1. Explore opportunities for tax refunds. Depending on a company’s anticipated tax liability for 2009, it may be able to obtain a refund of all or part of its estimated federal taxes for 2009 prior to filing its 2009 return. If a company’s deductions exceed its income in 2008 or 2009, the possibility of securing a refund of taxes paid in prior years should be explored, as recent legislation allows almost all taxpayers to carry a loss from either 2008 or 2009 (but not both) as far back as five years earlier. This can provide a quick infusion of cash for qualifying companies that had taxable income in previous years.

2. Check the performance of the company’s investment portfolio. Companies with stock or security investments that became worthless in 2009 should investigate the option of claiming a deduction. The worthless stock (or security) deduction must be claimed in the year in which the investment becomes wholly worthless; if certain requirements are satisfied, this may result in an “ordinary” rather than capital loss. Because an ordinary loss (as contrasted with a capital loss) can offset ordinary income, it is generally more advantageous for companies in the current economic environment to have ordinary rather than capital losses.

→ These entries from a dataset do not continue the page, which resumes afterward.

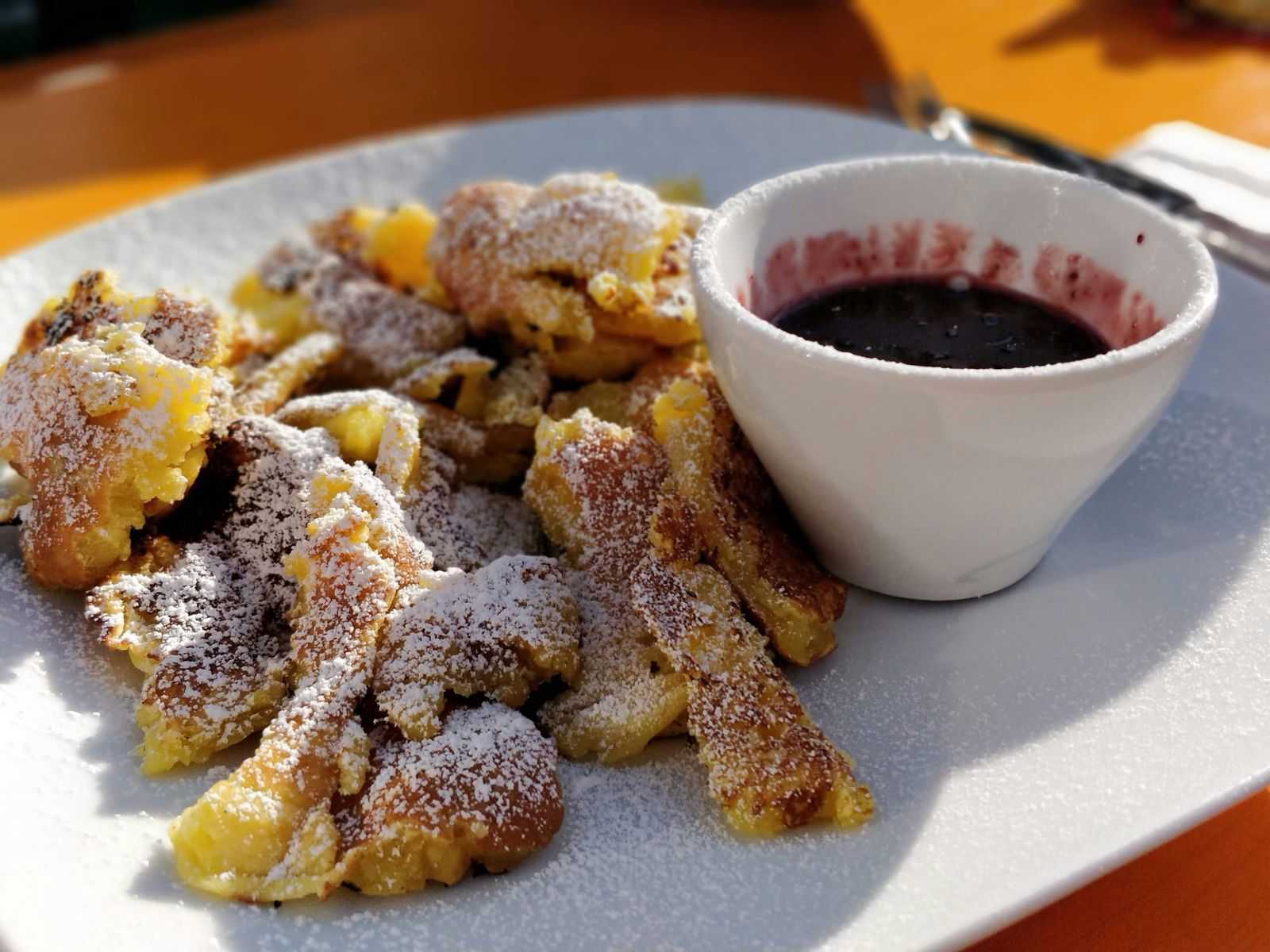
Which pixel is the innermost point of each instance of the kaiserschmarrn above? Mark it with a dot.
(438, 499)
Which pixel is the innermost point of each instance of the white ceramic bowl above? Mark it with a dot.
(935, 482)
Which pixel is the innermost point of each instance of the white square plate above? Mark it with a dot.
(1018, 746)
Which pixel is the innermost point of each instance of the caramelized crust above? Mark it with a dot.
(206, 619)
(483, 791)
(586, 270)
(595, 488)
(499, 631)
(267, 831)
(105, 429)
(742, 520)
(770, 767)
(267, 386)
(385, 332)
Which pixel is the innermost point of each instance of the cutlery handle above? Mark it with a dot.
(1070, 160)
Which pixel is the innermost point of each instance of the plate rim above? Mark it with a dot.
(983, 926)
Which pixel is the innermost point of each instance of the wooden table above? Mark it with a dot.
(97, 130)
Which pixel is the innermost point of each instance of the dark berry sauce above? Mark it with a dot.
(944, 321)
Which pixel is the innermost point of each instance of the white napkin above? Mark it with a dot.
(1225, 175)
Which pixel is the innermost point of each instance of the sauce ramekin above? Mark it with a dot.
(933, 482)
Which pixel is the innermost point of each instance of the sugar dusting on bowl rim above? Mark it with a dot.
(708, 282)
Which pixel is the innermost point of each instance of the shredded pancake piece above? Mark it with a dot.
(387, 333)
(370, 425)
(268, 385)
(267, 831)
(499, 631)
(106, 429)
(483, 791)
(742, 522)
(463, 365)
(192, 333)
(768, 766)
(484, 454)
(206, 619)
(595, 486)
(393, 244)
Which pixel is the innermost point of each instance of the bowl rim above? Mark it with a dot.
(708, 282)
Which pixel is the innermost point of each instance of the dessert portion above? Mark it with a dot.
(768, 766)
(595, 486)
(448, 495)
(203, 615)
(267, 831)
(587, 271)
(106, 427)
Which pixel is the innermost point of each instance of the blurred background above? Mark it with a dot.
(106, 103)
(112, 102)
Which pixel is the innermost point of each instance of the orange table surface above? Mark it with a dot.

3. Consider deferring income from a corporate debt repurchase. Companies that may have repurchased, exchanged or modified their own outstanding debt in 2009 (or intend to do so in 2010), should look into the possibility of deferring any income resulting from the transaction. This provision from the American Recovery and Reinvestment Act of 2009 allows qualifying companies to defer recognition for a limited period of time on all or a portion of their "cancellation-of-indebtedness" income when they reacquire an applicable debt instrument.

4. Review the impact of the economy on transfer pricing and other compliance matters. For example, companies conducting international trade or manufacturing should consider undertaking a thorough review of transfer pricing and trade and custom activities before the end of the year. The substantial changes in economic conditions, business structures and transfer-pricing regulations have the potential to leave companies exposed to audits by regulators in these areas and to create challenges for future development. Companies should review results of intercompany transactions in relation to tax regulations and consult with their tax and customs advisors regarding potential needs for adjustments and or additional documentation.

5. Ensure compliance with the many state and local tax changes enacted in response to the ongoing economic crisis. Some of these include expanded nexus standards, more comprehensive provisions restricting deductions for expenses paid to affiliates, rate increases or the adoption of surtaxes, and limitations placed on the use of certain business credits and net operating losses. In addition, taxpayers will need to pay careful attention to the states’ reactions to federal stimulus legislation, specifically, whether states have decoupled from federal law changes such as bonus depreciation and net-operating loss carryback provisions.

Planning is more complicated this year due to the economic turmoil coupled with the need for state and federal governments to generate funds, according to Rappis.

To minimize the tax burden on a business, he advised accelerating capital-purchasing plans and taking advantage of increased expensing limits; taking advantage of credit offered for increasing research and development activities; accelerating buying plans and taking advantage of bonus depreciation deductions; and cleaning up the balance sheet to remove uncollectible debt and dispose of or donate obsolete inventory.